Monthly Archives: December 2012

Working with Projection

What do we mean by projection? Projection occurs when we attribute to someone else a feeling, thought, or impulse that belongs to ourselves or someone else. Although projection is often thought of as a “primitive” defense, that is not always true. In fact, everybody uses projection at one time or another. Remember a few years ago when President George W. Bush referred to the “Axis of Evil”? He was projecting onto several countries. It happens all the time. So let’s take a look at some of the most common forms of projection and how to deal with them.

Highly resistant patients often use projection as a tactical defense, that is, as a tactic to keep you at a distance. For instance, you ask the patient what problem he would like you to help him with. The patient responds, “You should ask my wife. She’s the one who thinks I have a problem.” This is a projection. Don’t forget: the patient came to your office. His wife did not carry him in on her shoulders. But he projects his awareness of a problem onto his wife. His anxiety is in striated muscles and he has no loss of reality testing. He sits in your office looking cool and collected, detached and uninvolved. Thus, he uses projection as a tactic to keep you at a distance.

Since the patient has not yet declared a problem for therapy, you don’t have the right to interpret his projection. Instead, you must block his projection and return to the focus: the internal problem for which he seeks therapy. “Well, since you wife is not here, I can’t help her. So what is the problem you would like me to help you with?”

When anxiety is in the striated muscles, the patient’s reality testing is good, and the patient’s defenses are tactical and repressive, the projection is merely a tactical defense. You block it and return to the focus.
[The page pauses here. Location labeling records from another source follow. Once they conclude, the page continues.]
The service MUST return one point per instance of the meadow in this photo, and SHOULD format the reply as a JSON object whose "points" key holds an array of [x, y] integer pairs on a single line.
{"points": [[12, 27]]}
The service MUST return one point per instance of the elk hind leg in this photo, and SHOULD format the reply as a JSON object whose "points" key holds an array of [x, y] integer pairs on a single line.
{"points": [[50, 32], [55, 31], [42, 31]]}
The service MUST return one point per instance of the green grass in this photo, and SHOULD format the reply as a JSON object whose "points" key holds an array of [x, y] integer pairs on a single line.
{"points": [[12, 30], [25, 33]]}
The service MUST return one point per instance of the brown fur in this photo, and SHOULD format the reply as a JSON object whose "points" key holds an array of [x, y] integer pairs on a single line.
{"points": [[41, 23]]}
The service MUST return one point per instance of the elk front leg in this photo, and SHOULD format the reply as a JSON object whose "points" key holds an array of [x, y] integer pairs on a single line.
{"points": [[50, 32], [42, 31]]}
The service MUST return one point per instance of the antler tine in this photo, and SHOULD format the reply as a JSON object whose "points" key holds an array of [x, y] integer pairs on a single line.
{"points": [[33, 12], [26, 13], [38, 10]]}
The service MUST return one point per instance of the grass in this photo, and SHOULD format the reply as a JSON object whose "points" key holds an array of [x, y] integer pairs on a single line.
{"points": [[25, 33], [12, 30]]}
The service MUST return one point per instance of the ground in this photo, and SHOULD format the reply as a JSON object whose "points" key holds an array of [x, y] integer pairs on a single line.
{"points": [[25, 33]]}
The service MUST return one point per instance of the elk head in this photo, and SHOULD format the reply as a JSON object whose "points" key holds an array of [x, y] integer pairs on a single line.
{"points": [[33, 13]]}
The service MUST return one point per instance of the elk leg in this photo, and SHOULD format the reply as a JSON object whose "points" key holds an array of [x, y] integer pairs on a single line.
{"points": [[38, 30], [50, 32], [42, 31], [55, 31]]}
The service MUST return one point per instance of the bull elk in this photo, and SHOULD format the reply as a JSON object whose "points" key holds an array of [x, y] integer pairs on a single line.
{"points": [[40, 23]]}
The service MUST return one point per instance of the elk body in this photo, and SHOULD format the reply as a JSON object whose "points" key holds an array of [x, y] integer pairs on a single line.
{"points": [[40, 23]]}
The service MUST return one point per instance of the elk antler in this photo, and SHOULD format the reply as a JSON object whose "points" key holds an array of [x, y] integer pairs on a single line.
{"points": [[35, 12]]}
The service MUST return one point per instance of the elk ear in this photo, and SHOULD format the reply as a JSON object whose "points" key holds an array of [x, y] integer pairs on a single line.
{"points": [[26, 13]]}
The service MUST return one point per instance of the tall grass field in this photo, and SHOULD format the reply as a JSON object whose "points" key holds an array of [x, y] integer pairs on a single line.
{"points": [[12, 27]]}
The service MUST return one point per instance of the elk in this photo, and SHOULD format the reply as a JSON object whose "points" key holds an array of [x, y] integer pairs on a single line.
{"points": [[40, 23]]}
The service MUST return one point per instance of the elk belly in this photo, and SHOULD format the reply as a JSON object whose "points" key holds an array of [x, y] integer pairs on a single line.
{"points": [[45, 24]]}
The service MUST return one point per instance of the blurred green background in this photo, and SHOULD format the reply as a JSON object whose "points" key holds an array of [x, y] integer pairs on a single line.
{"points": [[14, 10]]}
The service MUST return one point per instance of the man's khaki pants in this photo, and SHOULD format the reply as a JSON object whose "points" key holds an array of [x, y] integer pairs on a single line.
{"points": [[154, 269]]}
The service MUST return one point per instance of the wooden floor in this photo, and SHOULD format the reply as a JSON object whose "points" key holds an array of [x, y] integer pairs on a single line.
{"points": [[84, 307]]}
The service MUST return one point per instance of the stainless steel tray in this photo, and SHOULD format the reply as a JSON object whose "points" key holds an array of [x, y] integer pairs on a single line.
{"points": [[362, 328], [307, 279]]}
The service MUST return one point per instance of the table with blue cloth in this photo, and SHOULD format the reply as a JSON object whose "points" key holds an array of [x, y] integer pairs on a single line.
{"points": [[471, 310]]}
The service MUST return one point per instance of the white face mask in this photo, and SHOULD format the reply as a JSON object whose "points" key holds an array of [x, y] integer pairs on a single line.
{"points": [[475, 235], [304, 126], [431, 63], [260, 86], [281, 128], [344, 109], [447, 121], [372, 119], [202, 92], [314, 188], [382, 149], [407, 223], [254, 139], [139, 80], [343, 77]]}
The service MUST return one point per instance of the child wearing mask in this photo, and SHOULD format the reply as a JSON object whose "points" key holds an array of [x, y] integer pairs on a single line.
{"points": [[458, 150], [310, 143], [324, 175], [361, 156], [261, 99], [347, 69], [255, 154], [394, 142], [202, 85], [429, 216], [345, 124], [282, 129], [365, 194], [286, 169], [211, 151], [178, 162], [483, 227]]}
In contrast, projection can also function as a regressive defense. What do we mean by regressive? It means that the patient’s reality testing regresses. For instance, the patient becomes unable to differentiate the reality of you from his projection.

For instance, a fragile patient enters the office and begins the session with racing speech, looking at you in a frightened manner. Naturally, seeing the sharp rise in anxiety, you quickly intervene to help the patient see and regulate his anxiety. As you assess his anxiety, you discover it is discharged into symptoms of cognitive/perceptual disruption (parasympathetic activation). But you find that it is very hard to regulate the patient’s anxiety. Then the patient says he is afraid you are judging him. Now you see the problem: he is projecting his superego onto you. Unable to differentiate you from his projection, he fears you as a judge. Naturally, if he believes you are a judge, he cannot trust you to regulate his anxiety. Thus, you have to restructure his projection, so he can have a therapeutic alliance with you rather than a misalliance with his projection.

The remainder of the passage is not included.